We fell onto our little bed in a tangled heap before I wrapped my legs around Patrick’s hips as tightly as I could.
“Hello, wife,” he said quietly, pulling away just far enough to meet my eyes.
“Hello, husband.”
“Christ, I’ve missed ye.”
I’m not sure which of us moved first, but soon, his tongue was in my mouth, rubbing over my lips and teeth as if to familiarize himself with it once again. My entire body relaxed into the bed as his hands moved over me, never sliding beneath my clothes, but sweeping over me with reverence.
It reminded me of before we were married, when we were dying for each other, but unable to take the final steps. We murmured nonsense against each other’s mouths for long minutes, my hands sliding through his hair and gripping the back of his neck, but eventually reality intruded.
“Tea!” Peg yelled through the house. I could tell that she hadn’t come to the door, but had called from far enough away that she wouldn’t be able to hear what we were doing. Smart woman.
Patrick pulled away slowly, coming back for soft kisses over and over again as he stood up and pulled me up to a sitting position on the bed.
I couldn’t stop staring.
He was exactly the same, but different. I recognized his face as clearly as my own; however, it seemed as if there were new lines around his eyes and his cheekbones had become a bit sharper. His hair was longer than I’d ever seen it, and it flopped over his forehead messily. He looked wonderful and extremely tired.
“We’d better go out dere,” he said, glancing toward the door for only a moment before meeting my eyes again.
??
?Why are you home? How long are you staying?” It seemed as if the shock had finally worn off and now my mind raced with questions. He hadn’t told me he was coming home.
“I came to see me beautiful wife for a few days, is dat all right wit’ ye?”
His words were mild, but there was an underlying defensiveness to his tone that raised my hackles. What the hell? I immediately thought back to my questions, but couldn’t find anything in my tone or words that would warrant a defensive reaction. If anything, my exuberance should have been a bit funny.
“What?” I asked, puzzled.
“Dere a reason ye don’t want me home?”
My brows furrowed in confusion as he watched me closely. What was he talking about?
“Of course I want you home!” I jumped from the bed, but stopped short when he took a step back. “What the fuck, Patrick?”
I watched him take a deep breath and run his fingers through his hair, pulling the long strands back away from his face. He looked like he was trying to calm himself down, but I couldn’t understand why he would act like that in the first place. Where was my charming husband? Why was he so angry?
He took a step toward me, and that time it was me stepping back.
“I’m sorry, love,” he said, stepping forward again to reach me. “I’m just tired. I don’t want to fight.”
I let him pull me into his arms, but my body remained rigid. I wanted to wrap my arms around him so badly, but I was terrified he’d pull away again. I didn’t understand how I’d made him mad in the first place, and the anxiety made my heart race.

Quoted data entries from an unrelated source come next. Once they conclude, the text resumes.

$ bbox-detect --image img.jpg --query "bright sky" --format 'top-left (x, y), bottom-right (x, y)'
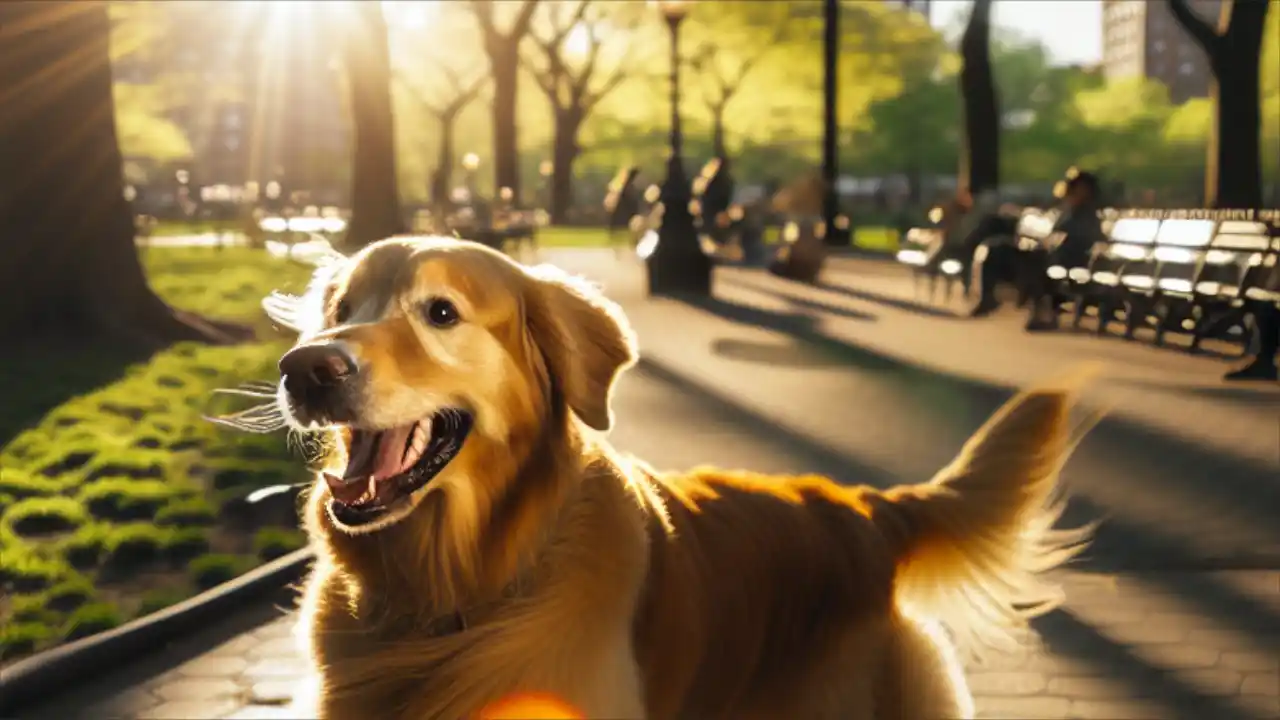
top-left (930, 0), bottom-right (1103, 66)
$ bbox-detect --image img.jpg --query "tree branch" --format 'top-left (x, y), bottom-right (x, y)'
top-left (521, 44), bottom-right (560, 99)
top-left (1166, 0), bottom-right (1221, 56)
top-left (510, 0), bottom-right (542, 39)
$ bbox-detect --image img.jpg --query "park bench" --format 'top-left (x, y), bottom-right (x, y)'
top-left (1188, 219), bottom-right (1280, 351)
top-left (897, 220), bottom-right (967, 302)
top-left (446, 208), bottom-right (539, 258)
top-left (1117, 217), bottom-right (1217, 343)
top-left (995, 206), bottom-right (1061, 307)
top-left (257, 208), bottom-right (347, 261)
top-left (1066, 216), bottom-right (1161, 336)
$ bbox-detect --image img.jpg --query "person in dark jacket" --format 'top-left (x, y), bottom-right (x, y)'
top-left (1225, 300), bottom-right (1280, 382)
top-left (1023, 172), bottom-right (1106, 331)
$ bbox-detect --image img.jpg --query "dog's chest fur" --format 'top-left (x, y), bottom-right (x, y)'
top-left (296, 466), bottom-right (654, 719)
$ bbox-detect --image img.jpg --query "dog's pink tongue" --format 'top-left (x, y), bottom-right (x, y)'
top-left (368, 424), bottom-right (416, 480)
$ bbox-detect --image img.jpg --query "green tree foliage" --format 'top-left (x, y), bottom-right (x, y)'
top-left (112, 84), bottom-right (192, 167)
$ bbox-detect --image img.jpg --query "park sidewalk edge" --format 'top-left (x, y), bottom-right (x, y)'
top-left (0, 546), bottom-right (317, 716)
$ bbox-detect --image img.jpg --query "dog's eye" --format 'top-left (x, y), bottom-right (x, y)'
top-left (334, 300), bottom-right (351, 324)
top-left (422, 298), bottom-right (460, 328)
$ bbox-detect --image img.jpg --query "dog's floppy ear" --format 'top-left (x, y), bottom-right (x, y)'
top-left (523, 265), bottom-right (637, 431)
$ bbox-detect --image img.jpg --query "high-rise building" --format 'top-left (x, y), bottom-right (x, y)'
top-left (1101, 0), bottom-right (1221, 103)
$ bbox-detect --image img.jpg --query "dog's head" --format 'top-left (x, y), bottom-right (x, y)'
top-left (276, 237), bottom-right (636, 540)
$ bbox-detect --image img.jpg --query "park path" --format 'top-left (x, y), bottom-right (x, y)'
top-left (18, 251), bottom-right (1279, 720)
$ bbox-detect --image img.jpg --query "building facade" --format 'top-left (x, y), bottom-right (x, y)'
top-left (1101, 0), bottom-right (1221, 103)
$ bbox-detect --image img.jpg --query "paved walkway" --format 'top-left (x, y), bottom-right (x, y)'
top-left (16, 252), bottom-right (1280, 719)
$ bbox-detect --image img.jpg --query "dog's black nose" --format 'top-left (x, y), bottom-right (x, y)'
top-left (279, 343), bottom-right (357, 401)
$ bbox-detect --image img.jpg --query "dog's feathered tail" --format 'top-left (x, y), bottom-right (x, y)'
top-left (868, 366), bottom-right (1102, 661)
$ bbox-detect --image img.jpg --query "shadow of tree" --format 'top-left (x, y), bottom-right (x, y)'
top-left (0, 339), bottom-right (152, 446)
top-left (717, 275), bottom-right (879, 323)
top-left (635, 352), bottom-right (1278, 719)
top-left (709, 338), bottom-right (853, 369)
top-left (813, 274), bottom-right (963, 319)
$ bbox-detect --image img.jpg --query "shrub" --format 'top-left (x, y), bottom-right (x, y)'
top-left (81, 447), bottom-right (168, 483)
top-left (0, 622), bottom-right (53, 660)
top-left (4, 496), bottom-right (87, 535)
top-left (137, 588), bottom-right (191, 617)
top-left (10, 594), bottom-right (60, 625)
top-left (189, 554), bottom-right (246, 590)
top-left (155, 497), bottom-right (216, 526)
top-left (253, 527), bottom-right (307, 561)
top-left (162, 527), bottom-right (210, 561)
top-left (46, 576), bottom-right (95, 612)
top-left (59, 523), bottom-right (113, 569)
top-left (101, 524), bottom-right (170, 570)
top-left (0, 548), bottom-right (68, 592)
top-left (0, 469), bottom-right (56, 500)
top-left (78, 478), bottom-right (175, 521)
top-left (62, 602), bottom-right (123, 641)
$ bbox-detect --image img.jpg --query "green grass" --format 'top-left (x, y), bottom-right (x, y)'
top-left (253, 527), bottom-right (307, 561)
top-left (537, 226), bottom-right (614, 248)
top-left (0, 623), bottom-right (54, 660)
top-left (136, 587), bottom-right (192, 616)
top-left (534, 224), bottom-right (899, 252)
top-left (0, 247), bottom-right (314, 662)
top-left (147, 219), bottom-right (233, 238)
top-left (3, 497), bottom-right (88, 536)
top-left (62, 602), bottom-right (123, 641)
top-left (189, 554), bottom-right (249, 590)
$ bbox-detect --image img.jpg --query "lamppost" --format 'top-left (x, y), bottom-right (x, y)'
top-left (646, 0), bottom-right (712, 296)
top-left (821, 0), bottom-right (846, 247)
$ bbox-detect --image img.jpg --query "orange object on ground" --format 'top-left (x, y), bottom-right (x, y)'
top-left (477, 692), bottom-right (585, 719)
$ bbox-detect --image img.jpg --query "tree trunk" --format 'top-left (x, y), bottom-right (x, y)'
top-left (489, 44), bottom-right (522, 206)
top-left (549, 108), bottom-right (582, 225)
top-left (711, 105), bottom-right (728, 160)
top-left (432, 112), bottom-right (458, 210)
top-left (341, 2), bottom-right (405, 250)
top-left (1207, 1), bottom-right (1267, 209)
top-left (0, 3), bottom-right (248, 347)
top-left (958, 0), bottom-right (1000, 196)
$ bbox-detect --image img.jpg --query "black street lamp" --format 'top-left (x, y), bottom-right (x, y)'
top-left (821, 0), bottom-right (846, 247)
top-left (645, 0), bottom-right (712, 296)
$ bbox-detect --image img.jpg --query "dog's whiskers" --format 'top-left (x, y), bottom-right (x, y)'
top-left (205, 401), bottom-right (288, 434)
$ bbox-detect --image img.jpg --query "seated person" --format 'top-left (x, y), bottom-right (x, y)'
top-left (965, 207), bottom-right (1025, 317)
top-left (1023, 172), bottom-right (1105, 331)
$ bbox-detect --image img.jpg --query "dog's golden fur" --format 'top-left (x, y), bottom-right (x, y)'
top-left (282, 236), bottom-right (1093, 720)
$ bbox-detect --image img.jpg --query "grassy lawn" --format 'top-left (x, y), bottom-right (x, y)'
top-left (0, 248), bottom-right (313, 662)
top-left (537, 225), bottom-right (899, 252)
top-left (147, 219), bottom-right (233, 237)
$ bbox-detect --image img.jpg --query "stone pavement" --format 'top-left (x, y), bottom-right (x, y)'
top-left (13, 250), bottom-right (1280, 719)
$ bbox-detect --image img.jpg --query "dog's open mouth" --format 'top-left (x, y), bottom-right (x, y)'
top-left (324, 409), bottom-right (473, 527)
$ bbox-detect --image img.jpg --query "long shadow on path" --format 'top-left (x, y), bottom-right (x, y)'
top-left (670, 291), bottom-right (1280, 566)
top-left (659, 291), bottom-right (1280, 626)
top-left (637, 351), bottom-right (1269, 720)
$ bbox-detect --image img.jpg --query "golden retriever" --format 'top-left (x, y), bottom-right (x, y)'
top-left (265, 236), bottom-right (1093, 720)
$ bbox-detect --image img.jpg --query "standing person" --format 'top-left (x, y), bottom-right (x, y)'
top-left (604, 167), bottom-right (641, 249)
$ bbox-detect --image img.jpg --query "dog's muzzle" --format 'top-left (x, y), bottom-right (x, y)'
top-left (278, 342), bottom-right (360, 425)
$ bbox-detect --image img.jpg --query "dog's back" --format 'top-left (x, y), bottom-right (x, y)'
top-left (628, 379), bottom-right (1093, 720)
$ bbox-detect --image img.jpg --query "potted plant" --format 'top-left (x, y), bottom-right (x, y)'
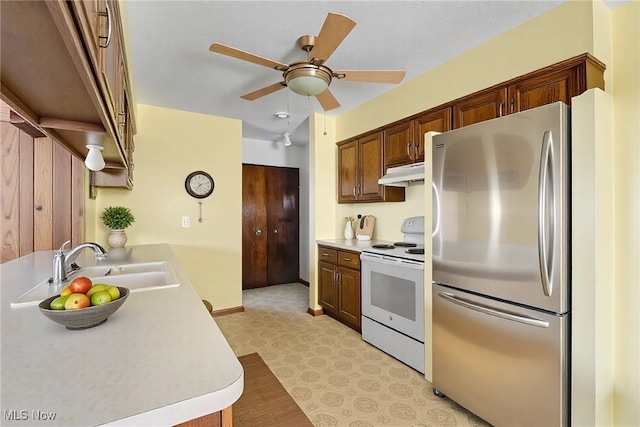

I didn’t want to fight with him, either. I’d missed him so much that I was past the point of jumping up and down with excitement that he was there—no, I didn’t want to jump, I wanted to cry with relief that I could finally feel him against me. The overwhelming emotion of it all went beyond anything I’d ever felt in my entire life. He was finally there, in my arms, and it felt like he didn’t even want to be there.
Patrick pulled me to the kitchen by my hand, as I tried valiantly to straighten my hair with the other. I didn’t need to broadcast the make-out session we’d just had. When I finally sat down at my place at the table, I realized who exactly I’d seen out of the corner of my eye when I’d been too focused on Patrick to pay attention.